09/22 – Yeah, I know, pathetic, it was the same afternoon
Is this what normally happens after college? It seems like I’m always at the crossroads and everyone’s honking their horns for me to make up my mind.
one of the greatest appeals of getting a new job in a foreign country is the chance to reinvent yourself. frankly, my plan was just to be stupid but happy — the type you’d never mistake to be that cranky workaholic in her past life. work was just work, and after my 9-to-5 desk job, i’ll either jog, dance or cook. i didn’t even bother to correct people when they call me by my full first name (which i never allowed others to do before); it was all part of the show. yep, to be mediocre but happy.
but i guess God just wasn’t ready to give up on me. nosiree. i’m still thinking if it’s a blessing or a challenge, but by some stroke of luck, i landed in company whose management style wasn’t far from HP’s. that means flat hierarchy, proactive initiatives, WLB, but also the high-stress, high-expectations environment that comes with the perks. i wanted to keep a low profile, to be that officemate you never realized you worked with until after about 2 years when she resigns, but maybe that’s just not in the cards. it’s like that chore that you try to avoid but secretly like, the chore that always comes back for you.
the Man Upstairs sent an angel to give a pep talk during our onboarding, and she made me think about reconsidering my play-stupid plans. honestly, she managed to awaken in me something i thought was doomed to die. thank You, Lord, for this wake up call, for making me realize that maybe i can be happy, but not totally let go of who i am. hopefully, i can do enough to show You that i really appreciate this.
whoever you are right now, ROCK THE PART.
wherever you are, you’re right where you should be.
The nameplate shouts my FULL name.

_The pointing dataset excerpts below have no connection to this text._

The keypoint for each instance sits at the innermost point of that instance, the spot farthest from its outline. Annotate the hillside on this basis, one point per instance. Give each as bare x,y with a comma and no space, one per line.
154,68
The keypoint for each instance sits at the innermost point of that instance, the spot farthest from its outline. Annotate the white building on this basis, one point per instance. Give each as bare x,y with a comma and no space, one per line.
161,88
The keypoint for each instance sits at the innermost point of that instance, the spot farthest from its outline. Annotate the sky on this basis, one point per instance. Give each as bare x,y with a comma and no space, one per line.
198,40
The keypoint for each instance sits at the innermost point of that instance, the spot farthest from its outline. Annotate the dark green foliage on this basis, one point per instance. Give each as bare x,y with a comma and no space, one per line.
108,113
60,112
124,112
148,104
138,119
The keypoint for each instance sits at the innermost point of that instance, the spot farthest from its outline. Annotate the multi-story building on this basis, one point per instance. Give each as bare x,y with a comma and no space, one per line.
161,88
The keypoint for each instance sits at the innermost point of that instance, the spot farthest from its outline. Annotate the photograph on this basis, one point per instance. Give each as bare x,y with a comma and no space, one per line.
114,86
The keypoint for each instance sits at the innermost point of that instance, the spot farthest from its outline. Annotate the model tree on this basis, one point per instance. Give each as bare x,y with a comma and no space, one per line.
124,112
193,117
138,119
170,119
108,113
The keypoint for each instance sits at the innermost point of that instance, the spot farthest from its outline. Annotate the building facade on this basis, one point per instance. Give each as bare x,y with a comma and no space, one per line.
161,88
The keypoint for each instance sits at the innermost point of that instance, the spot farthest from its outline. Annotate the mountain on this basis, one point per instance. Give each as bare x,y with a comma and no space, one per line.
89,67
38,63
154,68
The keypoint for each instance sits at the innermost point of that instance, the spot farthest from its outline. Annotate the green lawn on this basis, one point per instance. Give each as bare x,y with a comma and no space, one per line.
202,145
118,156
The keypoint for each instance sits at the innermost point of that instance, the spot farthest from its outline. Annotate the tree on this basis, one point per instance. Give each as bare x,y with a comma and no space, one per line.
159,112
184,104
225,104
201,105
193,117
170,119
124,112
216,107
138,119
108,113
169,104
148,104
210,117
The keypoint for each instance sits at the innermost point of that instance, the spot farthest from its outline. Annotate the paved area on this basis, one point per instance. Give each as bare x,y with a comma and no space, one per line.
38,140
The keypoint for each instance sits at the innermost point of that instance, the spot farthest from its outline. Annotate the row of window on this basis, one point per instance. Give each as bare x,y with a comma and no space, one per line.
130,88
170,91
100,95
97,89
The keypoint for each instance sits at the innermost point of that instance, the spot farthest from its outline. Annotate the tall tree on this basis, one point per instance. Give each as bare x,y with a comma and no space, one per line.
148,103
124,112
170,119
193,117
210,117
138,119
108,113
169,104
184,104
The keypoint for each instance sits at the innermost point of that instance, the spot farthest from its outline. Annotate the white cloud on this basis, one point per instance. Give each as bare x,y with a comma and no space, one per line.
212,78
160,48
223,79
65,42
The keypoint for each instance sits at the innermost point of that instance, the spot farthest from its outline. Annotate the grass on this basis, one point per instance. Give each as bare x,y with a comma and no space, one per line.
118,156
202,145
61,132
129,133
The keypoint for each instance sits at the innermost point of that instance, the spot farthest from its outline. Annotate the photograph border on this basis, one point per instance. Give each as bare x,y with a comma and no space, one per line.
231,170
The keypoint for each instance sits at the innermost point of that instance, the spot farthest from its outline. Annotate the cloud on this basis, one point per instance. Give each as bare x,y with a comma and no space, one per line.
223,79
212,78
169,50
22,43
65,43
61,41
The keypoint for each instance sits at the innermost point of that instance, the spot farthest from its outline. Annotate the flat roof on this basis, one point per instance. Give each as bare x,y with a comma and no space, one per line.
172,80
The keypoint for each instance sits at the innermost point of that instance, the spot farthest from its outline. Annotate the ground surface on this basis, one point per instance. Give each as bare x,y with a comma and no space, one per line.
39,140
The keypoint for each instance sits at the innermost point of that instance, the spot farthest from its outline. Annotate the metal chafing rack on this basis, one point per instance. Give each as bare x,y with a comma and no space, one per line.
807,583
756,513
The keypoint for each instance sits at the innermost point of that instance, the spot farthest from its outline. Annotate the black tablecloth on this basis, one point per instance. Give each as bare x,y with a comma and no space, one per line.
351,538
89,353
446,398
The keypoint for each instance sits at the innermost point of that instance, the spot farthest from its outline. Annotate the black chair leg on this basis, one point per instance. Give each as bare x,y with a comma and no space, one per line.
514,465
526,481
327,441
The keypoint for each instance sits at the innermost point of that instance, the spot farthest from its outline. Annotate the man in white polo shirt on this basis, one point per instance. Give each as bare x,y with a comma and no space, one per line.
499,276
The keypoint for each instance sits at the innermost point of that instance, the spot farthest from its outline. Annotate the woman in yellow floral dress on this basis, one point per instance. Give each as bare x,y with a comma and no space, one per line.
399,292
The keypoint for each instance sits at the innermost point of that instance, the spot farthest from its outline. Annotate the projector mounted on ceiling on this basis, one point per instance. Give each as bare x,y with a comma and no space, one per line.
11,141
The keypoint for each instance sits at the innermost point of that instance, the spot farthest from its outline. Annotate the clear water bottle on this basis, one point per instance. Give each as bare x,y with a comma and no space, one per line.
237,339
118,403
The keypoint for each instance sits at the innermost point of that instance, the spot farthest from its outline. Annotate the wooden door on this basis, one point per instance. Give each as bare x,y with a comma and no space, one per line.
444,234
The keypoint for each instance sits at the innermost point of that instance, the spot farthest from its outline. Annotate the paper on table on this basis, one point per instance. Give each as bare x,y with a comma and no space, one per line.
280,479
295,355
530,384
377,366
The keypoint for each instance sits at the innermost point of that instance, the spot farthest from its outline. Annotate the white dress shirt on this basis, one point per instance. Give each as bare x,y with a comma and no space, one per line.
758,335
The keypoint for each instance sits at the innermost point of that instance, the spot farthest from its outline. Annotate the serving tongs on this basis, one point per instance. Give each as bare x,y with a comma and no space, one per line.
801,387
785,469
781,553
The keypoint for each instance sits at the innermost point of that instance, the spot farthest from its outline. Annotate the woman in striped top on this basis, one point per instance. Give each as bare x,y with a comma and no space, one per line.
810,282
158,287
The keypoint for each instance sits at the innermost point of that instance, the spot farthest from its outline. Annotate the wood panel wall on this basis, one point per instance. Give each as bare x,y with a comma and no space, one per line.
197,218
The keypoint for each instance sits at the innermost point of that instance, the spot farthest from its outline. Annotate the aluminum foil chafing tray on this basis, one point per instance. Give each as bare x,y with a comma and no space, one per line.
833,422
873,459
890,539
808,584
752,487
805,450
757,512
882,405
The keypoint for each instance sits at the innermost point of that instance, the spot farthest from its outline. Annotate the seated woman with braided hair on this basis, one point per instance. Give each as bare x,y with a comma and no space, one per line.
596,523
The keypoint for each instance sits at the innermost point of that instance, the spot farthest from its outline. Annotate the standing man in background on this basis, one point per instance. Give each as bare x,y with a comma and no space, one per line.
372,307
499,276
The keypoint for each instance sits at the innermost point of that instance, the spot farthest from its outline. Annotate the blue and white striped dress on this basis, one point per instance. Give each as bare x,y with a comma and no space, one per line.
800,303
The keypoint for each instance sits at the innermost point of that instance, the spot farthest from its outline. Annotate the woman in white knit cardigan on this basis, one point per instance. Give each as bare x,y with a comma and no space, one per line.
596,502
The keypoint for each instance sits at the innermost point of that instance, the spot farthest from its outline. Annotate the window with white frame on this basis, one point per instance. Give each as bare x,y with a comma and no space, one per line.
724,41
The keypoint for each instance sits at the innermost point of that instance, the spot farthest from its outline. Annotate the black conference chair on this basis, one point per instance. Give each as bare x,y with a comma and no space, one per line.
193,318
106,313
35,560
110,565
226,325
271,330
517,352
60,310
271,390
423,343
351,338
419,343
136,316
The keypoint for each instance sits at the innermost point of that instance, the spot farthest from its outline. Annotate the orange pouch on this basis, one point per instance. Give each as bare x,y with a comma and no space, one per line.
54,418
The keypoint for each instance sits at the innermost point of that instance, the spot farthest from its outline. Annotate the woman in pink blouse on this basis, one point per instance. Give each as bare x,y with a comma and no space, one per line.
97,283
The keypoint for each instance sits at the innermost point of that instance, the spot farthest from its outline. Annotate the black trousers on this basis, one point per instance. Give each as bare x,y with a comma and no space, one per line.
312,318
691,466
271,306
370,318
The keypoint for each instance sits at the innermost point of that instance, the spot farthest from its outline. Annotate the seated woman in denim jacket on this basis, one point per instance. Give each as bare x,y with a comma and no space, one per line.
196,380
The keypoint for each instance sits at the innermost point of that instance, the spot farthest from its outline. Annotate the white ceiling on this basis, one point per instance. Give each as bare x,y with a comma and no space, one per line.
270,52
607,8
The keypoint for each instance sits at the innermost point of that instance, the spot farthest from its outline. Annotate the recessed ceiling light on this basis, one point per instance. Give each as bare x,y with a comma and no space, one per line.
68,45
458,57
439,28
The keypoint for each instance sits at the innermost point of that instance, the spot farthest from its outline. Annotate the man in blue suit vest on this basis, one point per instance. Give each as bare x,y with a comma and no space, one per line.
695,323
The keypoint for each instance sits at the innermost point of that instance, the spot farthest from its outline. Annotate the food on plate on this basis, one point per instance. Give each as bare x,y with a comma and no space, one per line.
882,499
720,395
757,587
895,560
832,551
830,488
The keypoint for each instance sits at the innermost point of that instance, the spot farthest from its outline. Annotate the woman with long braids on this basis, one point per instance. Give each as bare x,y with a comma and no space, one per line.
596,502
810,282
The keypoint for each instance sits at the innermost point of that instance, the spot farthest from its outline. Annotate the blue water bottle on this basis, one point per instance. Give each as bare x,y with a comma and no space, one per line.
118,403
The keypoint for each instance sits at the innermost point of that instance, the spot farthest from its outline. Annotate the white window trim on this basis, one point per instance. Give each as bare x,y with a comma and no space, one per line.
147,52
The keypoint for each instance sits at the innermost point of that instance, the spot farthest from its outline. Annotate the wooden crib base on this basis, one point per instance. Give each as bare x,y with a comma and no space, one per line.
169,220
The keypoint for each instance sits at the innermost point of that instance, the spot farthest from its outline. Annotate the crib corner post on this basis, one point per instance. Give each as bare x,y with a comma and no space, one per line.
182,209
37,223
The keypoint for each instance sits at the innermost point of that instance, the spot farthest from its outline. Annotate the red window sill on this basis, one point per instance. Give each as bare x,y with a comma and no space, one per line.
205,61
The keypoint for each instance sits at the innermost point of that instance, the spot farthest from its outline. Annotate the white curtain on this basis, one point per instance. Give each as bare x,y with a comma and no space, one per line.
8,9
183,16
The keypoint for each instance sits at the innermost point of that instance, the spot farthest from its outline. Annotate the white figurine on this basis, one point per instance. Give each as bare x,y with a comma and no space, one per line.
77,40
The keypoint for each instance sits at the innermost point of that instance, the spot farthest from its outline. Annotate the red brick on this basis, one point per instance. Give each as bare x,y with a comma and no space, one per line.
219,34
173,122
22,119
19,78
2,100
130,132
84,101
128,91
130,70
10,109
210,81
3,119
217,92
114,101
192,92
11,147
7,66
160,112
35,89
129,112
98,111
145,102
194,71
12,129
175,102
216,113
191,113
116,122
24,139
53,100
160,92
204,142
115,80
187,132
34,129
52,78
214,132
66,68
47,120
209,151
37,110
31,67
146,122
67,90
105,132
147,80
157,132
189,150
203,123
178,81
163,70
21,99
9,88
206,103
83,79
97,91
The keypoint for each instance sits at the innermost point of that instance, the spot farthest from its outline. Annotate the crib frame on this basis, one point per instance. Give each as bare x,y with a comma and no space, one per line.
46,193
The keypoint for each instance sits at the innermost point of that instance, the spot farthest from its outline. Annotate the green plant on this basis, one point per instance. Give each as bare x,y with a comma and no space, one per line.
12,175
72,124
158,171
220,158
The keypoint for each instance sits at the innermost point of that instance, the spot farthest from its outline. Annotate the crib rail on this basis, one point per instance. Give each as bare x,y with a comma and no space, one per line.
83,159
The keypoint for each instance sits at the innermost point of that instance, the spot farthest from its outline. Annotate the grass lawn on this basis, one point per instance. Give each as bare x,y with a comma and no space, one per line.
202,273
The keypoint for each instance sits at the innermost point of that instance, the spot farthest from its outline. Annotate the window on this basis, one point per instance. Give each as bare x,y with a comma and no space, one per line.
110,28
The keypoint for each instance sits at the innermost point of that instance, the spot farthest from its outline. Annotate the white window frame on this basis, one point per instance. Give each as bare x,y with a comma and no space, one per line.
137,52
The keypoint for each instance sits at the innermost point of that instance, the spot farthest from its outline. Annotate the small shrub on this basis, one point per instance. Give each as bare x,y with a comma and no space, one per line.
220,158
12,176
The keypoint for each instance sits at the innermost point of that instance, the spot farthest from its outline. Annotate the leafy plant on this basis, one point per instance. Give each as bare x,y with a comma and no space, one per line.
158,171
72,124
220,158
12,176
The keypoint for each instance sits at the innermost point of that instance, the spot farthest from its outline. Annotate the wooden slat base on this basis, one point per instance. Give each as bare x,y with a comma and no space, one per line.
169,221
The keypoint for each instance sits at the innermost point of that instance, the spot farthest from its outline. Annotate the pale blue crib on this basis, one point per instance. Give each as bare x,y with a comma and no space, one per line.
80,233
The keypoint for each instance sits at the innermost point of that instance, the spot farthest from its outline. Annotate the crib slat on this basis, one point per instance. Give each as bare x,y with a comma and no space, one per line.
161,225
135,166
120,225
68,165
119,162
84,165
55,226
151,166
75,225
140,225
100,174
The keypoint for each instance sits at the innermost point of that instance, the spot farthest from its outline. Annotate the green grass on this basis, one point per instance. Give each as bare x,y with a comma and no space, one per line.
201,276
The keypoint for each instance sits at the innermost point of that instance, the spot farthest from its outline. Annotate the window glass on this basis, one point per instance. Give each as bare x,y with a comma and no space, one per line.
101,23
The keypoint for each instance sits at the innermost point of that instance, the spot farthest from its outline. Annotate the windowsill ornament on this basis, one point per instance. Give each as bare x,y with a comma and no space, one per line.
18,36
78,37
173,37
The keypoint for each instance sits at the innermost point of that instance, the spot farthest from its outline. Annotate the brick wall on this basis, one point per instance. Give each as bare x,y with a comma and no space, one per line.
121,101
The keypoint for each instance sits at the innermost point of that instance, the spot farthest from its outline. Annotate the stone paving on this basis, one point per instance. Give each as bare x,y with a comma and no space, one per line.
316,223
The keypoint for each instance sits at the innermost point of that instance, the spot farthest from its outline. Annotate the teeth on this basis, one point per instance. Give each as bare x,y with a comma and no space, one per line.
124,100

My spanking new workstation (my chair still has its tag on) is decked with a brand new desktop. Pimped out with brand new HP dual monitors, and HP accessories. Ironic.
If knowledge is power, then I’m dead broke right now. It’s either I’m not pushy enough with questions, or the fad right now is to be sparse with information. VERY sparse.
I came to this country, knowing hardly anything more than my contact’s FIRST name. At least now I know I’m in a team called Environments. I’m just a bit alarmed at everyone’s reaction once they learn which team I’m in. You know it’s going to be a LOT of fun when they only have 2 words for you — GOOD LUCK.
It’s a bit unnerving being the rookie in a high-expectations team again; it’s been a while since I’ve been in this situation. I’m just praying I won’t get karma for all the rookie mess-ups I’ve tsk-tsk-tsked on instead of helping in the past. Lord, please let them be tolerant.
New, new, new. New office. New teammates. New passwords to remember. New faces to tag with names.
I just wish that the new would be enough to drown out the yearning for the old. For comfort. For familiarity.
I still don’t know where I belong — at the edge or cozy at home. Maybe neither.
As I deal with my own emo tra-la-las, the folks at home are going through their own drama. No matter how much I’d like to think it’s because of my leaving, I have a feeling I was only a trigger of a bigger blast that was already bound to happen.
When you realize that you barely have two weeks to spend in a company where you have done a lot of growing up, the feeling can be overwhelming. You think a lot about loose ends to tie up. About the relationships you want to hold on to. About how this can be the last time you can find anything as awesome as this. It feels a lot like graduating, to tell you the truth.